When a person with Schizoid Personality Disorder has isolated themselves, or is having serious problems that are negatively impacting their daily school or work life and personal and family relationships, an intensive treatment program is an appropriate option. When they are having a crisis period in their life, it is often a good time to get them to start a treatment plan. Oftentimes, once per week psychotherapy is ineffective at managing serious consequences of a schizoid personality. A treatment facility, like PCH Treatment Center, can be a more effective option than simple outpatient therapy, especially when the person with a personality disorder is unable to seek help on their own.

How does PCH Treatment Center treat Schizoid Personality Disorder?

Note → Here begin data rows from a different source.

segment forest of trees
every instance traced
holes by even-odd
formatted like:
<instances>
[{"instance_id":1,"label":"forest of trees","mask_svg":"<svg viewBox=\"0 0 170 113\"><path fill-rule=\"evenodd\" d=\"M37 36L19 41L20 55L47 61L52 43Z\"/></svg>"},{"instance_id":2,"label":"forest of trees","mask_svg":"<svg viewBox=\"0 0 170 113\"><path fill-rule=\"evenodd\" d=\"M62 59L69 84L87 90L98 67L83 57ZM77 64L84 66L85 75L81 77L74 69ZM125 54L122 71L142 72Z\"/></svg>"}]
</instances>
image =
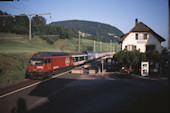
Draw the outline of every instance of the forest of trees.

Dr. Jeff Ball, the Executive and Clinical Director at PCH Treatment Center, has over 25 years of experience dealing with personality disorders on both outpatient and inpatient levels. Dr. Ball also has experience treating people with more severe psychological problems such as schizophrenia. Dr. Ball has assembled a highly experienced staff with extensive experience in addressing personality disorders. When a person with Schizoid Personality Disorder arrives at PCH Treatment Center they undergo a thorough initial assessment by a doctoral level therapist. At this time an appropriate diagnosis is made, and incorrect diagnoses or stigmatizing labels are discarded. Dr. William Wirshing, the PCH Treatment Center staff Psychiatrist evaluates each Client, and adjusts their medication regimen as necessary. At PCH Treatment Center we believe in utilizing the minimal amount of medication necessary (or no medication) in conjunction with holistic healing activites to promote recovery. Psychotherapy is the keystone to treatment, and Clients receive up to five individual psychotherapy sessions per week. This is complemented by Dialectical Behavioral Therapy (DBT), anger management, sleep hygeine, psycho-education, neurofeedback and other modalities. Additionally, yoga, mindfulness meditation, music and art therapy and acupuncture are utilized to promote healing. Family therapy groups are also available which incorporate family members or significant others into the Client’s treatment environment.